Outrunning the Storm

by Michele Dutcher
Against a Diamond

by Michele Dutcher
A Fisherman's Guide to Bottomdwellers

by Michele Dutcher
Louisville's Silent Guardians

by Michele Dutcher


Frozen In Time

by Michele Dutcher


Frozen in Time

He supposed one might have called his emotional state ‘angst’ – but he had never been one to adequately judge the mental state of others, nevertheless his own.  He had found that even when a person was trying to tell the truth to others he was probably still lying to himself.  His feet were getting cold now (although he couldn’t feel them of course) but they were dragging like logs being pulled across the ice.  That was good.  Perhaps soon his end would come – as it had already come once before.
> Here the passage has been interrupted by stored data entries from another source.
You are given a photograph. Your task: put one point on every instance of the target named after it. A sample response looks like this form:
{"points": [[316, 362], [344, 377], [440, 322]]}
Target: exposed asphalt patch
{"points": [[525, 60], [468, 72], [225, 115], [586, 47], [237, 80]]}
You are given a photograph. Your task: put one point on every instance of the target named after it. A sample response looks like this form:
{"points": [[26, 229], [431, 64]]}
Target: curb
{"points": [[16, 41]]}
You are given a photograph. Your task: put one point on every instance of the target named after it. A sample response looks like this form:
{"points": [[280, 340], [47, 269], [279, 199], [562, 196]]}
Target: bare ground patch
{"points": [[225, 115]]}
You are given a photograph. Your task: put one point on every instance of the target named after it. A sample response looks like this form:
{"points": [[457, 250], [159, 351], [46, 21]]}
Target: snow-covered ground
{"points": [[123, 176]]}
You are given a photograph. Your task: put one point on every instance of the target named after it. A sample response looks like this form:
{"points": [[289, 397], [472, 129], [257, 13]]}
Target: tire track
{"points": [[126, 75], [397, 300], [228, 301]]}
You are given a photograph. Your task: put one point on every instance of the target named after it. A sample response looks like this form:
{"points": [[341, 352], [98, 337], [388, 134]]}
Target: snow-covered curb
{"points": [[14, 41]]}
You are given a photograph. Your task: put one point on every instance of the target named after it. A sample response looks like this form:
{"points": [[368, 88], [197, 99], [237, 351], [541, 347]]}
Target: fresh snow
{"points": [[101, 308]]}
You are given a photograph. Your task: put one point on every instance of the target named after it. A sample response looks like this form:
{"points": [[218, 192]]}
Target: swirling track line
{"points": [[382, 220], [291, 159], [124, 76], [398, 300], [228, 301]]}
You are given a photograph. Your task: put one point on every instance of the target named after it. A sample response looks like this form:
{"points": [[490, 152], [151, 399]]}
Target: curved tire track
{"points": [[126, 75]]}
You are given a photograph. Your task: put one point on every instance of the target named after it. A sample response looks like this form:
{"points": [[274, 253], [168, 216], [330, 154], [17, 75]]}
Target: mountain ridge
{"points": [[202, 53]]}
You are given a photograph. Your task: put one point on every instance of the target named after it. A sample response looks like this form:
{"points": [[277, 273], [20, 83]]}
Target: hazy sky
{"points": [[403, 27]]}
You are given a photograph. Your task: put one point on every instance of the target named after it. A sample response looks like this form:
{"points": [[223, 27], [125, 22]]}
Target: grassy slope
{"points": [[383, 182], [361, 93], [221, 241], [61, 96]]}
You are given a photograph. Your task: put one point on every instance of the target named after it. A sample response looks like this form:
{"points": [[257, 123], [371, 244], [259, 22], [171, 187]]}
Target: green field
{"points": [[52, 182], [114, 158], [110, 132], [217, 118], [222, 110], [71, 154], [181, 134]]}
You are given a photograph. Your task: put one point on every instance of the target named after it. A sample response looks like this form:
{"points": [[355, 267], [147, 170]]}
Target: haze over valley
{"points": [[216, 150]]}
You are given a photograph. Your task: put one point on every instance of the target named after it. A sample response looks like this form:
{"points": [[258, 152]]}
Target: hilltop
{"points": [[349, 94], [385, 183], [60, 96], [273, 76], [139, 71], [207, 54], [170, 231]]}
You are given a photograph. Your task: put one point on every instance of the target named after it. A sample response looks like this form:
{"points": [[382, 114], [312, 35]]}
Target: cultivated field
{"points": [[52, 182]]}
He thought back to his childhood when his mother would leave him outside on a blanket, there in the hills surrounding Vaud, Switzerland.  His mother said she could see him from their back window, as he watched the trees swaying gently and the squirrels happily playing. He remembered hearing the soft voice of the wind in the treetops.  His mother told him later that she felt guilty about not paying more attention to him, because his older sister and the twins had taken all her time.

Truly he had not minded – for nature itself was his mother, his siblings, his teacher, his true friend.  He loved nature even now as he walked across the unbroken ice at the top of the world.  He looked at the icicles hanging from his hands.  He touched a finger on his left hand with his right hand – and the finger snapped off with a pop.   He could see the liquid seeping out, freezing instantly as it hit the sub-zero temperatures. At some point the frozen mass at the tip of his hand stopped the flowing, so he kept walking.
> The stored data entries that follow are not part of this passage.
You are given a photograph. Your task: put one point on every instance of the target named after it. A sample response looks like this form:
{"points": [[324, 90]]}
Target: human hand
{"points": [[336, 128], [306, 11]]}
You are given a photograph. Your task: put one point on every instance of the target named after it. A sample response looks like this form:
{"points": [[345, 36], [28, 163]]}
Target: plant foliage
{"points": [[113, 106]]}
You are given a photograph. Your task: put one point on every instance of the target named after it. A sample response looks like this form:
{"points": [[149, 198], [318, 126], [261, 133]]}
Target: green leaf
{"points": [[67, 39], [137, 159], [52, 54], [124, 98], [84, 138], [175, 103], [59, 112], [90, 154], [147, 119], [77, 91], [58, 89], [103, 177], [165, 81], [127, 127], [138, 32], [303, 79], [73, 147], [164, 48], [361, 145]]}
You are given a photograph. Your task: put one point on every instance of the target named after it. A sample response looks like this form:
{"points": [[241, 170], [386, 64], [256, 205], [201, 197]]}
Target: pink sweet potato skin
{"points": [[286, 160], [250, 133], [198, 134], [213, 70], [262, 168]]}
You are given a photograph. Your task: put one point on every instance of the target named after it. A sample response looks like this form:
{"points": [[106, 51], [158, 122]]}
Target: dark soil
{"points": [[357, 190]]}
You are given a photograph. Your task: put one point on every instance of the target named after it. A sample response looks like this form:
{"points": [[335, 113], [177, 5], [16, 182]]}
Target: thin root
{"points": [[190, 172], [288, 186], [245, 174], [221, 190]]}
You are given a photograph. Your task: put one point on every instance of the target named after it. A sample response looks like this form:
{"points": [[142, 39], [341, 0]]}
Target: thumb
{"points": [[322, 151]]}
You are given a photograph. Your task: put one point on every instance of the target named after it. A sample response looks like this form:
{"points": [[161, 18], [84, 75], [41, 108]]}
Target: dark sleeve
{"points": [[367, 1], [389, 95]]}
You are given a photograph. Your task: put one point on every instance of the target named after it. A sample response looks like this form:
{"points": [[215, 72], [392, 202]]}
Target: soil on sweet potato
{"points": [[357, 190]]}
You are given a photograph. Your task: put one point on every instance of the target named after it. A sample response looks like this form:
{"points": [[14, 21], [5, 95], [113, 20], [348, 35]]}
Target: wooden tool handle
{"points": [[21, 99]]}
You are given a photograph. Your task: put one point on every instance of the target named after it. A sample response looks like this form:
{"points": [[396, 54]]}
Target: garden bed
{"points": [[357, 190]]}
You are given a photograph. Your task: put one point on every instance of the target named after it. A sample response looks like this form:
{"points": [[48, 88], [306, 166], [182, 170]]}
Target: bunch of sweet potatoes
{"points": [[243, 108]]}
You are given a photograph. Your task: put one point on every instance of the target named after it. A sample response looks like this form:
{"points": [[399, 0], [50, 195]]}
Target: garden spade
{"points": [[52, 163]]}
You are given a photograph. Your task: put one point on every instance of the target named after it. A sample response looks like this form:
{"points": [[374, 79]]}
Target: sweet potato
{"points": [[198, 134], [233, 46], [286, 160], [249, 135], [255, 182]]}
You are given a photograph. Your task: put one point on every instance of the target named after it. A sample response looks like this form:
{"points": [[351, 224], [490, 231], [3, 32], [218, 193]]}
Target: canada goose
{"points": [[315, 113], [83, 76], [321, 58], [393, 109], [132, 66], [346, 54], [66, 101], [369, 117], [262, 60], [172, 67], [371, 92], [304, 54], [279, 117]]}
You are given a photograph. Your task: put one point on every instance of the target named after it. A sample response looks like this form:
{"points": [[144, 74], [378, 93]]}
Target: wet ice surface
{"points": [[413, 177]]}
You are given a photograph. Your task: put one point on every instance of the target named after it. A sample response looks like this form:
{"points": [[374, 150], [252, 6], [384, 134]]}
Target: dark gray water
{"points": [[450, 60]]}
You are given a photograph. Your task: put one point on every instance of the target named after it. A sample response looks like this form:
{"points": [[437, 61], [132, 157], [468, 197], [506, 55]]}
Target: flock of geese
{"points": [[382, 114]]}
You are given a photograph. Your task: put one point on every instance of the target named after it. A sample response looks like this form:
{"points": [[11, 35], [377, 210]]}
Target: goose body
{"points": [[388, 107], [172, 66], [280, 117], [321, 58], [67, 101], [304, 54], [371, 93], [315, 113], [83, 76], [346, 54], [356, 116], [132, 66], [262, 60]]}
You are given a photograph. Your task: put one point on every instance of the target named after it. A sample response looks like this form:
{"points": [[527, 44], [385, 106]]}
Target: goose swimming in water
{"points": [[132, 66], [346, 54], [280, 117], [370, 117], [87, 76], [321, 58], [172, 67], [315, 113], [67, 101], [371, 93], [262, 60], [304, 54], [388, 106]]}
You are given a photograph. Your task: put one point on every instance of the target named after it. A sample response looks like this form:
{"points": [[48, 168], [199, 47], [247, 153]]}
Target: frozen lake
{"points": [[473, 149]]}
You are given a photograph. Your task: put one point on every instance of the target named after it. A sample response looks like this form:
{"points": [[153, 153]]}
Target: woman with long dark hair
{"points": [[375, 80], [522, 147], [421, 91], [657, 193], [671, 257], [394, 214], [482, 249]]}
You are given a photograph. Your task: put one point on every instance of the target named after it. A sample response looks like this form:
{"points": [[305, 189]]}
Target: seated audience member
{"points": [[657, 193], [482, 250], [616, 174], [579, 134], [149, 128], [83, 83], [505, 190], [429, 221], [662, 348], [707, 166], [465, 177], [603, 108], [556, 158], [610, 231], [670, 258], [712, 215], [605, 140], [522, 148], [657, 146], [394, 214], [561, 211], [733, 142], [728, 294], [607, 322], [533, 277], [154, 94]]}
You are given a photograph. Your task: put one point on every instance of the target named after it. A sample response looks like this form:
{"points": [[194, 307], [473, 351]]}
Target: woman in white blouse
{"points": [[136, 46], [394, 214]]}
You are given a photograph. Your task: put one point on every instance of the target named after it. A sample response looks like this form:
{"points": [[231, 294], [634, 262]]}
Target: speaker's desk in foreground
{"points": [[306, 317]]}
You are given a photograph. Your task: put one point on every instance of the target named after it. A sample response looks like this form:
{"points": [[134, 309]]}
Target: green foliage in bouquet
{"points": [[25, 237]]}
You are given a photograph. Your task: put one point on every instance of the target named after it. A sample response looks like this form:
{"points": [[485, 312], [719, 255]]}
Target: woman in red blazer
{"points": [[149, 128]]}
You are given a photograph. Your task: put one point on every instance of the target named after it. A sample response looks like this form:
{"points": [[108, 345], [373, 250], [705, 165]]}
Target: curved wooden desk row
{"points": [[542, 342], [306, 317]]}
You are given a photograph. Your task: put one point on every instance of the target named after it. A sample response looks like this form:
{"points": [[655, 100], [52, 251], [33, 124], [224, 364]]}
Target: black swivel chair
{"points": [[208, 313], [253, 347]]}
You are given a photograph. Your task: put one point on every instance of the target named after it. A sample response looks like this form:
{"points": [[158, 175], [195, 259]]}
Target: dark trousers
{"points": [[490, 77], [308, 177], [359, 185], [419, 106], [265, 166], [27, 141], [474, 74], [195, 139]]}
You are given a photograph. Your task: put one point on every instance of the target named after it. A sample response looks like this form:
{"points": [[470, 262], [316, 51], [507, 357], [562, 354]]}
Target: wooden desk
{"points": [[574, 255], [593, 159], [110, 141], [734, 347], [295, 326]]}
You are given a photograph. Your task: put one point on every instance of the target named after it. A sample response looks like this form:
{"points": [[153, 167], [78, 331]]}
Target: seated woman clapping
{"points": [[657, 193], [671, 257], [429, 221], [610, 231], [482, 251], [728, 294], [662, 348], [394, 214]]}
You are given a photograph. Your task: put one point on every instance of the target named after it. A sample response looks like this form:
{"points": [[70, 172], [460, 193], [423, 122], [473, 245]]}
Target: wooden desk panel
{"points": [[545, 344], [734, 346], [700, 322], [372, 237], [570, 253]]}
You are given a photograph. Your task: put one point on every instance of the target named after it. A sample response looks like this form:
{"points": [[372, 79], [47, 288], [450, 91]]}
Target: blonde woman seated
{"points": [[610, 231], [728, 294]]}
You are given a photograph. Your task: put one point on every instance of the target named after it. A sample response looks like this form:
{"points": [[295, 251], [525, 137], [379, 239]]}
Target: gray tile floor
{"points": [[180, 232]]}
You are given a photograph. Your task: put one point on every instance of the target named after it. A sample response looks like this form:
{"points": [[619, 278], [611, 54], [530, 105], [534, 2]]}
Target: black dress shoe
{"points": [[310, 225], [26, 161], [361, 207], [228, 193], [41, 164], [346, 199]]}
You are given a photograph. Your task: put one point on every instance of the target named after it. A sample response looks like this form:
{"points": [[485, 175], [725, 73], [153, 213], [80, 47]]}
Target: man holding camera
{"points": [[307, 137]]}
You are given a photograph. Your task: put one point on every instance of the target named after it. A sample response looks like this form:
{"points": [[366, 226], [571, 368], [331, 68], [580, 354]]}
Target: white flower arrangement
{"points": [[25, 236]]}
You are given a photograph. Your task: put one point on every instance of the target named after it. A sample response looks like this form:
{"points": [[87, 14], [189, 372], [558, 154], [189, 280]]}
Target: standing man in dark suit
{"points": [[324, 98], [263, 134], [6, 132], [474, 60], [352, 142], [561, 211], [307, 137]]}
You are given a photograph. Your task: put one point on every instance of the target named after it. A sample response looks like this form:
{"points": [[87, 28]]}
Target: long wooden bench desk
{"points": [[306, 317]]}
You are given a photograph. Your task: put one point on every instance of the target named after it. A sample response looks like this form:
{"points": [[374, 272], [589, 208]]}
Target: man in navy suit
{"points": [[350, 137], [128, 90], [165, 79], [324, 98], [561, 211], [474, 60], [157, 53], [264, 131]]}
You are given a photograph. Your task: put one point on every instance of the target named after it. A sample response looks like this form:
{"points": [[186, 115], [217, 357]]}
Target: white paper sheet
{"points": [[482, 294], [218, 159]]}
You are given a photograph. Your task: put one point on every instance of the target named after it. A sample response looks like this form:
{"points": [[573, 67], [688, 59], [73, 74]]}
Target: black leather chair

On and on, deeper and deeper into nature’s purest form – to the state where all life would eventually succumb.  At least that’s what the man in the white coat, his creator, his father, had told him when they were still friends, nay - family. That was before the struggle, before the tragedy of child – the little girl with the flowers – had occurred.  Perhaps his mother had been right: if only she had given him more time, more direction, he would have known how to interact with the girl.  He had forgotten so much during the time he was ‘asleep’. For instance, he had forgotten that children don’t float like flowers on water, they drown.  He knew that now.  If only his father would have told him, would have taught him…

The wind at the top of the world was howling now. It sounded like the screaming of souls ripped away from the rest of the Earth.  Now the moans of those dead were his companions.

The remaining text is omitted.